“The end of the international coalition mission is a necessity for the security and stability of Iraq,” he stated during a televised event at the World Economic Forum in Davos, Switzerland.
“It is also a necessity for preserving constructive bilateral relations between Iraq and the coalition countries.”
Sudani, whose government relies on the support of Iran-aligned parties, has consistently expressed his desire to see foreign troops leave Iraq in recent weeks.
His comments followed US strikes on pro-Iran groups in response to attacks on American and other coalition forces deployed in Iraq since 2014 in the fight against the Islamic State (IS) group, occurring since mid-October.
According to the Pentagon, at least 130 attacks, including 53 in Iraq and 77 in Syria, were recorded between October 17 and January 11.
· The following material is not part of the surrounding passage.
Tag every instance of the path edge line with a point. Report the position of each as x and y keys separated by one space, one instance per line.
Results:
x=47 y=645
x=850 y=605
Most drone or rocket attacks targeting foreign troops have been claimed by the Islamic Resistance in Iraq, a loose alliance of Iran-linked armed groups opposing US support for Israel in the Gaza war.
A US drone strike in early January killed a military commander and another member of Harakat al-Nujaba, a faction of Hashed al-Shaabi, a collection of mainly pro-Iranian former paramilitary units now integrated into the Iraqi armed forces.
In his Thursday remarks, Sudani emphasized the need to “immediately begin a dialogue, to reach an understanding and a timetable regarding the end of the mission of international advisers.”
The United States has approximately 2,500 soldiers in Iraq and nearly 900 in Syria, supporting the anti-IS coalition.
Since the end of 2021, the coalition in Iraq announced it halted all combat missions and is now stationed on Iraqi military bases purely in an advisory and training capacity.
Sudani asserted that the coalition is no longer needed.
“Today, according to the analysis of all specialists in Iraq and among our friends, ISIS does not represent a threat to the Iraqi state,” he said, using another acronym for IS.